Georgia was educated in public schools, and she graduated from Jamaica High School in Queens. It was in high school that she met her future husband, Roosevelt Brooks. After graduating, they married and had Diane and Karen. Roosevelt was a motorman for the New York City Transit Authority before becoming a New York City policeman, a position from which he retired. Following his retirement, they moved to North Augusta, South Carolina. He and Georgia were married for 67 years at the time of his death.
Georgia earned a bachelor’s degree and a master’s degree from Queens College after raising her daughters.

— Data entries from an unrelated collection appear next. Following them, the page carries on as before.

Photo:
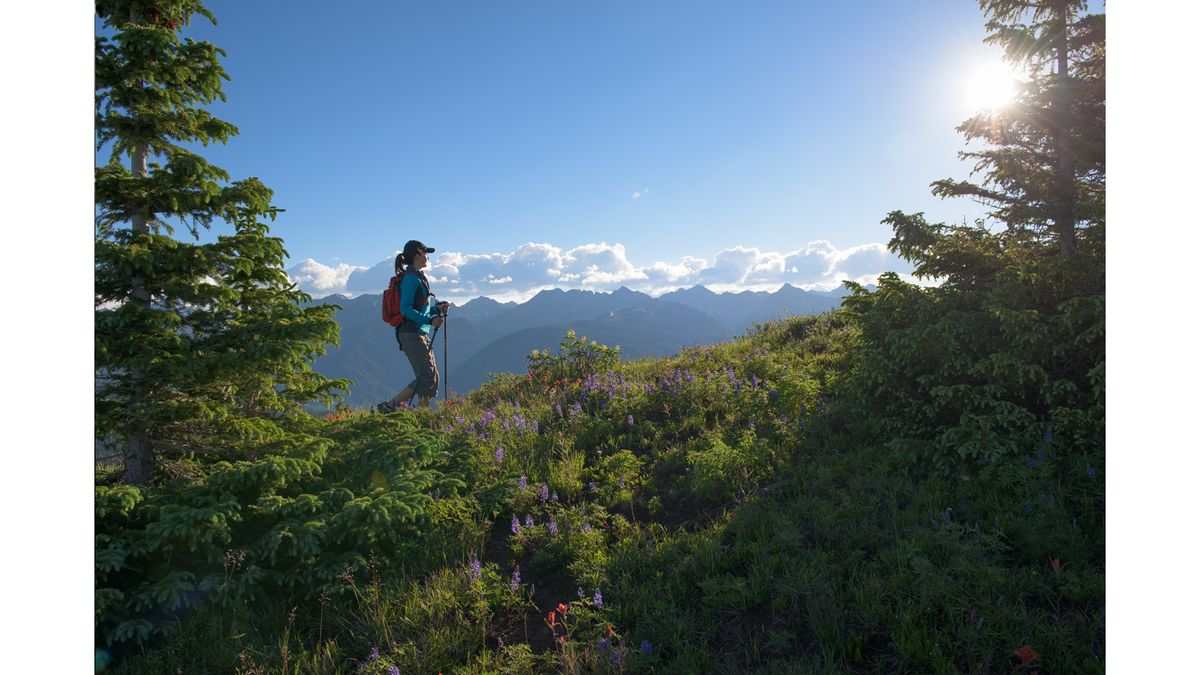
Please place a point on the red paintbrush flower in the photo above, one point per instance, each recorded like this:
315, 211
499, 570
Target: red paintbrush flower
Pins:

Her involvement in the community included teaching preschoolers at Calvary Baptist Church in Queens for 26 years. She pursued her passion for the arts, mainly acting and painting. Now, she remains active and continues to paint.
Georgia appeared in many productions in Black theaters, and her paintings have been displayed at the 1964 World’s Fair, the North Augusta Municipal Building and, more recently, at the William G. Long Senior Center in Woodstock.
She also has a talent for genealogy, and was one of the founders of the MCain Family Reunion. She was able to trace her paternal family back to 1817.